Given Intellicorp and the vast majority of employers ignoring the notice requirements to consumers, consumers generally had no way of knowing that Intellicorp was saying such false things about them. All most consumers ever learned was that she or he applied for a job and was turned down. Employers were telling people “hey, we paid this company $30 and they say you’re a criminal.” They would just say “we aren’t hiring you.”
But a couple of consumers did get wind of the problem, through luck and circumstance. And a class action was filed, Roe v. Intellicorp. After fierce litigation in which a lot of damning documents came to light, the case was settled for more than $18 million, with checks going to thousands of consumers who’d been falsely labeled criminals. In addition, Intellicorp also made a variety of changes to make its product far more accurate.
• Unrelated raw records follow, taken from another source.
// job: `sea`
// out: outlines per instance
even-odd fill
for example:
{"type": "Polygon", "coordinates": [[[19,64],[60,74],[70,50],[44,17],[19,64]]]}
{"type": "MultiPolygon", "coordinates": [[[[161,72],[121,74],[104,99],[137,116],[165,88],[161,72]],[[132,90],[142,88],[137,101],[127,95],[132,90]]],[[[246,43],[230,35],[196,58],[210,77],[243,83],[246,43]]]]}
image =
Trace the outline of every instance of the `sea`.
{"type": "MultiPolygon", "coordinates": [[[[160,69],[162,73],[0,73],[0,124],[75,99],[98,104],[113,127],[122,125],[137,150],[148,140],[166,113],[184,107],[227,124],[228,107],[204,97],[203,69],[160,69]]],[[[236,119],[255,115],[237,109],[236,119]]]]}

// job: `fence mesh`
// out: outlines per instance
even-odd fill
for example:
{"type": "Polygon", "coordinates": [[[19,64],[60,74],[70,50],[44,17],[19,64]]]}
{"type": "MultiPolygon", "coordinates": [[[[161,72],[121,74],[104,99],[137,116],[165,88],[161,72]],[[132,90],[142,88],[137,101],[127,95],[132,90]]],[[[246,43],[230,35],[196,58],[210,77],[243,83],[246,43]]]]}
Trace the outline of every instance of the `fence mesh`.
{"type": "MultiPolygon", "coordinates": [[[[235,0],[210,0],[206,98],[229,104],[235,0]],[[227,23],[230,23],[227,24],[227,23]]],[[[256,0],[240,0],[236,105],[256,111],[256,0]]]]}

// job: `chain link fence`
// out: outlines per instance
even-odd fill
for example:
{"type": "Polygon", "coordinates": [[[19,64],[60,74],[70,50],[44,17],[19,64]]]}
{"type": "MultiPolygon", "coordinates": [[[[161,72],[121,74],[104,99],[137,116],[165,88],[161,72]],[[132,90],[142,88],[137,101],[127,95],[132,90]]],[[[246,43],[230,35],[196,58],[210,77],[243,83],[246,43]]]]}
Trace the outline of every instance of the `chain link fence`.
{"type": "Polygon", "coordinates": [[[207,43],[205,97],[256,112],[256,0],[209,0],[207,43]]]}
The settlement was approved by a federal judge in Cleveland. This is a perfect example of how a class action can help consumers: a whole bunch of injured people got a substantial recovery, and a corporate bad actor cleaned up its act.
But Rep. Loudermilk, strongly supported by the credit reporting industry, would make a case like Roe v. Intellicorp impossible. Instead of recovering $18 million for thousands of cheated consumers, H.R. 2359 would have limited the class’s recovery to $500,000. With that kind of limited liability, it’s likely that it would have been impossible for the consumers to bring a case (where they would have to prove that the defendant knew what the law is and broke it anyway, and where they would need complicated expert testimony to set out why Intellicorp’s system was poor, and in order to go through its complex computer system to identify the injured consumers).
In what world does it make sense to say that consumers would be better off letting a corporation like Intellicorp say false things about them, and make it impossible for people to get jobs because the agency was telling employers that they were criminals when they were not? The answer is simple: it makes no sense for those who were wronged. It only makes sense for the credit reporting agency, which would rather not have consumers hold it accountable when it breaks the law.
In the end, the only “harmonization” this wrong-headed bill would bring about is between lobbyists for the credit reporting industry and the lawmakers, like Rep. Loudermilk, who pocketed their campaign contributions while ignoring the impact their proposals will have on workers and consumers. Indeed, it would virtually wipe away the “Fair” part of the “Fair Credit Reporting Act,” and Congress should never let it see the light of day.